I trusted her. Sometimes I had to bite my tongue. She wasn’t that diplomatic – telling me that when I walked past her salon she despaired because I hadn’t taken the time to dry my hair properly. It wasn’t that I hadn’t taken the time, I didn’t have the time! I also didn’t always agree with some of her views but no relationship is perfect. Look at me and Mr C. Difference of opinions is good.
We Got Comfortable
Then the inventible happened. We got comfortable. I found myself sitting in the chair and letting her do the same cut, same dye, again and again. Perhaps I should have tried to salvage our relationship. Thrown in a demand for a perm, asked that we go purple, or suggested that I get a pixie crop. But I didn’t, I sat there and listened and switched off because it was comfortable.
Time To Move On?
I now feel like I have outgrown my hair and my hairdresser. My roots are so bad that someone thought I was modelling two-tone hair out of choice. This ain’t ombre: this is crisis hair. I just didn’t know what to do with my barnet. I didn’t feel like I could go and see another hairdresser on the island, that’s just too close to home and what if she found out? What if she came into the salon and made a scene, brandishing scissors and bleach. What if it went Fatal Attraction? See, I’m letting my imagination run wild here but rest assured that my hairdresser is not someone you upset. At the end of the day this isn’t my hairdresser’s fault, it’s me. But what do I do? The awkward thing is that the hairdresser’s is literally next door, so now I’ve taken to walking the long way round to avoid making eye-contact, to avoid feeling like I’m cheating! To avoid the awkwardness.

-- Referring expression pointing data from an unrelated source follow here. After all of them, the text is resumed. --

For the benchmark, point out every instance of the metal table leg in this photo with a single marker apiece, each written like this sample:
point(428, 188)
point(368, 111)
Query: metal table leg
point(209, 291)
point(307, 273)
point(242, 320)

It’s not crazy that I am feeling like this though. If you think about it, we all get very close to our hairdressers. They touch our hair and they listen to our secrets. Who else in our lives does that? Just our loved ones. It’s a weirdly intimate relationship and I do feel like I’m breaking up with her. On the other hand, my hairdresser is probably none the wiser to any of this. She might have wondered why she saw me trying to stealth crawl past her salon the other day but apart from that none the wiser.
Time For Another Fling
We had good times but now is the time for another fling and oh, what a crazy fling it will be. I am flying back to the mainland for a makeover. My mother has told me that her hairdresser is a genius, I am expecting Edward Scissorhands. She has assured me that he will sort me out. My mother has also told her hairdresser that I am having a midlife crisis and he needs to sort me out. Thanks for that, Mum.
An Intense Affair
This won’t be a long-term relationship with the new hairdresser. It will be a short term fling, I’m guessing that it will be a fairly intense affair. I won’t have time to get to know his faults so I will probably fall headily in love with him and look back fondly on the one time he cut my hair. I have high hopes that I will come back to Jersey a new woman and my mum’s hairdresser will probably be relieved that I live on Jersey and not in Essex. He won’t have to take out that restraining order. He will give me my spark back and hopefully help me fall back in love with the old two-tone barnet. I am determined that this will not become a long-term affair. I am not one for long-distance relationships. Mr C and I had to live apart for a while and I wasn’t a fan. Mr C probably was, but I wasn’t (hmmm). Therefore, I shall enjoy this short fling but I will keep my distance. I will not share my secrets, I will maintain an air of mystery. I will keep my distance and hide behind Vogue magazine. I will remain dignified. Wish me luck.